Abdominal Fat Quantification: The quantification of intra-abdominal visceral fat is becoming a key step in the understanding of the relationship between obesity, insulin resistance and the development of Type II diabetes. These methods currently require image segmentation (in terms of voxel classification) as well as the use of magnetic resonance spectroscopic methods (MRS) for the quantification of intra-organ and intra-muscle fat which is dispersed in the tissue and not easily detected using magnetic resonance imaging methods.

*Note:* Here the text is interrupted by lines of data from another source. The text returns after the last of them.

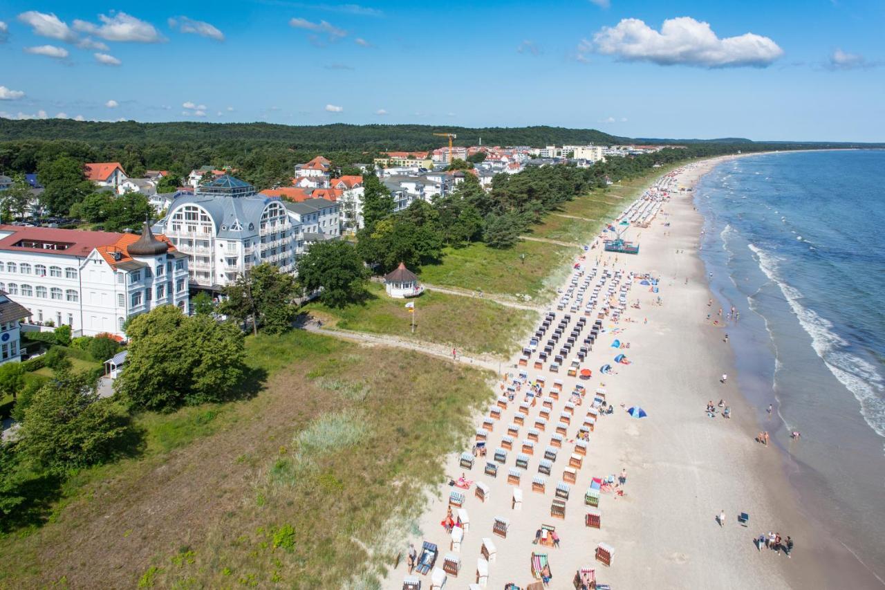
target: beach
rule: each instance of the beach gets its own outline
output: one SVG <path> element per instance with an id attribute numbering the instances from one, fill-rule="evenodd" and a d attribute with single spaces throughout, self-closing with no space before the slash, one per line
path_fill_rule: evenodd
<path id="1" fill-rule="evenodd" d="M 802 512 L 785 477 L 781 454 L 755 440 L 764 429 L 757 418 L 758 408 L 752 408 L 738 390 L 733 353 L 724 342 L 727 330 L 721 321 L 714 324 L 719 317 L 715 301 L 712 307 L 707 305 L 712 296 L 696 251 L 704 220 L 695 210 L 688 189 L 723 159 L 693 163 L 674 173 L 671 186 L 686 190 L 671 193 L 650 227 L 630 228 L 626 232 L 627 239 L 641 245 L 639 255 L 602 252 L 599 248 L 587 252 L 588 269 L 595 266 L 598 256 L 605 268 L 658 277 L 659 292 L 652 293 L 650 287 L 635 281 L 627 299 L 631 303 L 638 299 L 640 308 L 627 307 L 617 324 L 609 318 L 604 321 L 608 331 L 600 335 L 581 363 L 593 371 L 589 380 L 580 381 L 589 393 L 575 408 L 579 417 L 569 426 L 545 492 L 533 492 L 532 479 L 551 424 L 542 432 L 518 486 L 508 484 L 507 473 L 519 452 L 524 432 L 514 437 L 513 450 L 508 453 L 505 464 L 499 466 L 497 476 L 483 473 L 485 462 L 492 460 L 518 412 L 524 390 L 517 392 L 515 400 L 496 421 L 487 441 L 488 457 L 477 458 L 472 470 L 459 465 L 460 451 L 447 458 L 446 473 L 451 479 L 464 473 L 466 479 L 484 484 L 489 495 L 481 501 L 474 496 L 475 485 L 459 490 L 465 495 L 463 508 L 469 515 L 469 525 L 455 552 L 460 571 L 457 577 L 448 576 L 446 587 L 466 588 L 476 581 L 483 539 L 491 540 L 496 548 L 489 566 L 489 587 L 511 582 L 525 587 L 535 581 L 531 555 L 539 550 L 549 556 L 553 575 L 550 587 L 571 587 L 575 571 L 581 567 L 595 568 L 599 583 L 623 588 L 646 584 L 673 588 L 759 584 L 835 587 L 852 579 L 850 555 L 827 540 L 825 531 Z M 579 253 L 575 252 L 576 260 Z M 655 305 L 658 297 L 661 304 Z M 557 313 L 558 320 L 564 312 Z M 709 321 L 708 313 L 712 314 Z M 722 313 L 725 315 L 727 310 Z M 612 335 L 612 330 L 619 331 Z M 629 349 L 612 348 L 615 338 L 629 343 Z M 598 369 L 612 363 L 621 352 L 631 364 L 615 365 L 617 374 L 600 375 Z M 518 360 L 519 355 L 512 360 L 514 367 Z M 535 370 L 529 363 L 509 373 L 526 370 L 529 381 L 544 377 L 542 395 L 547 395 L 554 379 L 561 380 L 563 393 L 550 413 L 557 416 L 579 380 L 566 377 L 565 367 L 558 374 L 550 373 L 548 367 L 545 364 L 543 370 Z M 720 382 L 723 374 L 729 376 L 725 384 Z M 606 401 L 614 406 L 614 413 L 600 416 L 589 435 L 587 456 L 576 482 L 570 485 L 566 517 L 551 517 L 556 484 L 574 451 L 580 416 L 596 388 L 605 390 Z M 731 419 L 721 415 L 721 408 L 713 418 L 704 411 L 708 401 L 717 404 L 720 400 L 730 407 Z M 626 408 L 634 406 L 642 407 L 648 416 L 631 417 Z M 522 430 L 529 428 L 540 408 L 538 402 L 529 409 Z M 477 426 L 488 416 L 488 411 L 477 416 Z M 473 440 L 466 441 L 461 451 L 469 451 L 473 445 Z M 601 527 L 587 527 L 584 493 L 591 478 L 617 477 L 621 470 L 627 474 L 627 483 L 619 488 L 623 495 L 603 493 L 598 506 Z M 518 510 L 512 502 L 513 487 L 519 487 L 523 497 Z M 419 553 L 423 541 L 437 545 L 436 567 L 442 567 L 450 552 L 451 537 L 441 521 L 452 490 L 458 488 L 444 484 L 435 490 L 419 523 L 422 534 L 409 540 Z M 725 513 L 721 525 L 716 518 L 720 511 Z M 738 522 L 741 513 L 749 516 L 747 526 Z M 509 520 L 506 538 L 493 534 L 496 517 Z M 555 526 L 561 540 L 559 547 L 533 543 L 542 524 Z M 796 548 L 789 558 L 783 552 L 760 549 L 754 543 L 759 534 L 769 532 L 795 540 Z M 615 549 L 611 566 L 594 558 L 600 542 Z M 384 587 L 402 587 L 405 575 L 404 560 L 390 572 Z M 429 587 L 430 575 L 420 578 Z"/>

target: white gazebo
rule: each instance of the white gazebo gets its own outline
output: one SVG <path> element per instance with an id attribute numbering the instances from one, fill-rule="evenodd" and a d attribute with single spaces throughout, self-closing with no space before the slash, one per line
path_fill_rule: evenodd
<path id="1" fill-rule="evenodd" d="M 418 282 L 418 276 L 402 262 L 396 270 L 384 276 L 384 288 L 388 295 L 400 299 L 418 297 L 424 292 L 424 287 Z"/>

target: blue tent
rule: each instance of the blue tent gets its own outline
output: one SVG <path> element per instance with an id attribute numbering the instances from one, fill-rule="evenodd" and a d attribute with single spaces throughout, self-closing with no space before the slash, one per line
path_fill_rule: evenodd
<path id="1" fill-rule="evenodd" d="M 645 413 L 645 410 L 643 410 L 639 406 L 634 406 L 630 409 L 627 410 L 627 413 L 632 415 L 634 418 L 644 418 L 645 416 L 648 415 L 648 414 Z"/>

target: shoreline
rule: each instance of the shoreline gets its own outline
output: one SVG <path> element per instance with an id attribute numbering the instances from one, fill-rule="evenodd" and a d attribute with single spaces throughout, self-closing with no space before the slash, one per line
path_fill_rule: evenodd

Metabolic Imaging: Magnetic resonance spectroscopy (MRS) is used to quantify biochemicals (metabolites) in vivo by measuring the magnetic resonance chemical shift spectrum and quantifying the characteristic peaks corresponding to chemicals of interest. (a.) Proton MRS can be used to measure the concentrations of cerebral metabolites, such as NAA (N-acetyl aspartate) and creatine, and with improved MR methodology also glutamate, glutamine and GABA ($\gamma$-aminobutyric acid). Proton MRS is also applicable in the rest of the body for water/fat imaging which is important for the study of diabetes [122] (b.) POCE (Proton Observed Carbon Edited) MRS can be used to look at metabolic fluxes, like the tricarboxylic acid (TCA) cycle flux. (c.) $^{31}$P CSI is a key technique in understanding energy metabolism in a wide range of disorders, including epilepsy. MRS is typically performed in a small number of voxels. Our goal is to implement efficient reconstruction methods that will make true spectroscopic chemical shift imaging (CSI) a practical modality. In addition, accurate segmentation (e.g. gray/white matter in the brain [25]) is essential for quantifying metabolite concentrations and registration methods are required to map the metabolic images to the underlying anatomy.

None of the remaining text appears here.